Not that everything is rosy. "What we're seeing in general is that desktops have been a little weak in the first half of this year, and although notebooks have been strong, they're showing a declining rate of increase, if that makes sense," said Baker. "In 2006, even 2005, the month-over-month increases were around 50 percent. Now they're 30 percent, 35 percent, even 25 percent."

Laptop sales are hitting a couple of plateaus that even Apple won't escape, Baker argued. "ASPs [average sales prices] have flattened out, and are pretty stable now month to month. And at some point, you just can't keep growing [sales] by these numbers."

He's also predicting that this year's back-to-school sales will be less impressive than in past years. "The market is slowing up a little. I'm pretty bullish about back-to-school, but a little less bullish than I have been."
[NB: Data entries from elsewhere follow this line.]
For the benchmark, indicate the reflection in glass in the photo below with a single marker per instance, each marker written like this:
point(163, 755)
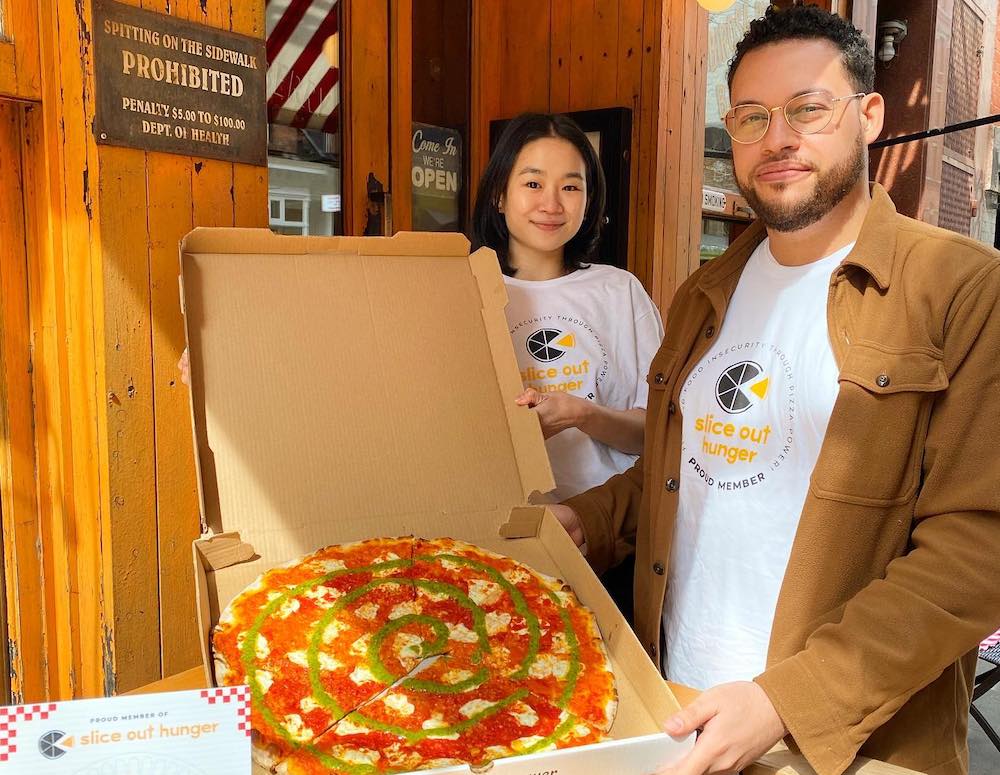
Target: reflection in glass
point(303, 106)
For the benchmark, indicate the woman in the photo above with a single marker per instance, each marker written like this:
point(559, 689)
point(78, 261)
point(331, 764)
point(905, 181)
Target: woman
point(584, 334)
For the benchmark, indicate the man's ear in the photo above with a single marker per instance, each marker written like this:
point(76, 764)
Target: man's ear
point(872, 116)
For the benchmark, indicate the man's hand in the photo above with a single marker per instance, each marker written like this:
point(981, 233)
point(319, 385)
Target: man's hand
point(570, 521)
point(556, 411)
point(739, 725)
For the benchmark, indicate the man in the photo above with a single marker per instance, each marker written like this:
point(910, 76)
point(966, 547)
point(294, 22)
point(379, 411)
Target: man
point(816, 515)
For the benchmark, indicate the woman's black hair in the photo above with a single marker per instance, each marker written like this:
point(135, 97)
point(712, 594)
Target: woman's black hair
point(489, 226)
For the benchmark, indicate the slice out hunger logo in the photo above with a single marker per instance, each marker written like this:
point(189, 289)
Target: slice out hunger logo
point(48, 744)
point(739, 385)
point(549, 344)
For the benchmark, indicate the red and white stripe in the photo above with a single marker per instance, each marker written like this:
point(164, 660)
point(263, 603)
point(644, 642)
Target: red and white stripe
point(303, 88)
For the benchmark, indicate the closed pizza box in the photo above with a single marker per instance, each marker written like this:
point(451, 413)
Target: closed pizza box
point(351, 388)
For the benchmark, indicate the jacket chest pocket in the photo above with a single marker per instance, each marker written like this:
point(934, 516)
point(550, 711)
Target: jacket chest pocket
point(662, 374)
point(873, 448)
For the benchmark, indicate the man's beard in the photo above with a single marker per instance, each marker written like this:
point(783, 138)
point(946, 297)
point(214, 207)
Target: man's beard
point(830, 190)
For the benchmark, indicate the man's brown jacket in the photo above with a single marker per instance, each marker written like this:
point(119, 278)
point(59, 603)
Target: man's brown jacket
point(894, 575)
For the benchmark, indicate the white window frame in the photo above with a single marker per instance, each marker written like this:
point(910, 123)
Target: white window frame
point(282, 196)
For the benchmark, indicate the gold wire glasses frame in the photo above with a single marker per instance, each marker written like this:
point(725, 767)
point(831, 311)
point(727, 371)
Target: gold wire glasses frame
point(807, 114)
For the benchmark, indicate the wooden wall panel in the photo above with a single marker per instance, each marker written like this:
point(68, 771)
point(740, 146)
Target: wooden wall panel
point(560, 56)
point(401, 113)
point(605, 53)
point(132, 466)
point(109, 602)
point(364, 100)
point(680, 129)
point(79, 656)
point(24, 589)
Baker also said he expects Apple will soon revamp its primary desktop line, the iMac, a move that Apple-centric bloggers predicted would happen at last week's Worldwide Developers Conference (WWDC), but are now forecasting for end of July or early August. "I would suspect [an iMac refresh] would happen pretty soon. Both of the notebooks have been updated, so now it's time for Apple to look at that piece."